Mozilla introduced a pre-loaded list of domains for Firefox that only can be connected to securely in order to help protect the privacy and security of users.
HSTS (HTTP Strict Transport Security) is a mechanism by which a server can indicate that the browser must use a secure connection when communicating with it. It can be an effective tool for protecting the privacy and security of users and their data.
However, when connecting to an HSTS host for the first time, the browser won't know whether or not to use a secure connection, because it has never received an HSTS header from that host. Consequently, an active network attacker could prevent the browser from ever connecting securely.
To mitigate this attack, Mozilla has added to Firefox a list of hosts that want HSTS enforced by default. When a user connects to one of these hosts for the first time, the browser will know that it must use a secure connection.
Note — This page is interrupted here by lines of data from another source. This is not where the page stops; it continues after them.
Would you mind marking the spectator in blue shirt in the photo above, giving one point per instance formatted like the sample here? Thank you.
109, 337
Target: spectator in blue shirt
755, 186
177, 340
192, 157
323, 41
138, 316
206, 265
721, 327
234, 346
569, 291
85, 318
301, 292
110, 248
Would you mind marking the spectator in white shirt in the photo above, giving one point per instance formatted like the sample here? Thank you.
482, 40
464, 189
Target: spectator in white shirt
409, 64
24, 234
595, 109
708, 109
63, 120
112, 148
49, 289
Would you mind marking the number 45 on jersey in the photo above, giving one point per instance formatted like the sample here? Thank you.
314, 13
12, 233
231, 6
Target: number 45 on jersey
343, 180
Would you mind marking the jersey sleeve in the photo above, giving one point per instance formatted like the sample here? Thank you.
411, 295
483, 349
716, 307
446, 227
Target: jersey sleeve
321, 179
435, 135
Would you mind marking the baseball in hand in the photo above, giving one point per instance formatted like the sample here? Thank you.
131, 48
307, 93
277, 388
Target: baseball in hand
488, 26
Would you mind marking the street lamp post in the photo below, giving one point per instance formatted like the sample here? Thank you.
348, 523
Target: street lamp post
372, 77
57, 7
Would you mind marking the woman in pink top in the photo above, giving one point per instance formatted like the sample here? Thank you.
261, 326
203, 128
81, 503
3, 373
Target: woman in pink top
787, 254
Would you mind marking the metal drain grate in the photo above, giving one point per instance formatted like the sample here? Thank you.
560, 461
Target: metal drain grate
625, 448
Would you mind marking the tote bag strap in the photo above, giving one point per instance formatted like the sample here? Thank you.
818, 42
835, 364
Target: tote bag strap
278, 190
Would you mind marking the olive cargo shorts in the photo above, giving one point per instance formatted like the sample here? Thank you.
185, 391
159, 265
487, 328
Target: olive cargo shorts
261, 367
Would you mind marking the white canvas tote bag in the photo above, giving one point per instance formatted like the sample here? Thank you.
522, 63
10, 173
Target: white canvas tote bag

If a network attacker prevents secure connections to the server, the browser will not attempt to connect over an insecure protocol, thus maintaining the user?s security.
The "preload list" has been seeded with entries from Chrome's list of a similar function. To build the preload list, a request is sent to every host with 'mode: "force-https"' on Chrome's list. Only if a host responds with a valid HSTS header with an appropriately large max-age value do Mozilla includes it in its list. Mozilla also see if the includeSubdomains value for the entry on Chrome?s list is the same as what they receive in the response header.
Google's Chrome forces a secure connection for all google.com subdomains but also added forced HTTPS connections for sites that have requested it.
The feature is currently only present in Firefox Beta.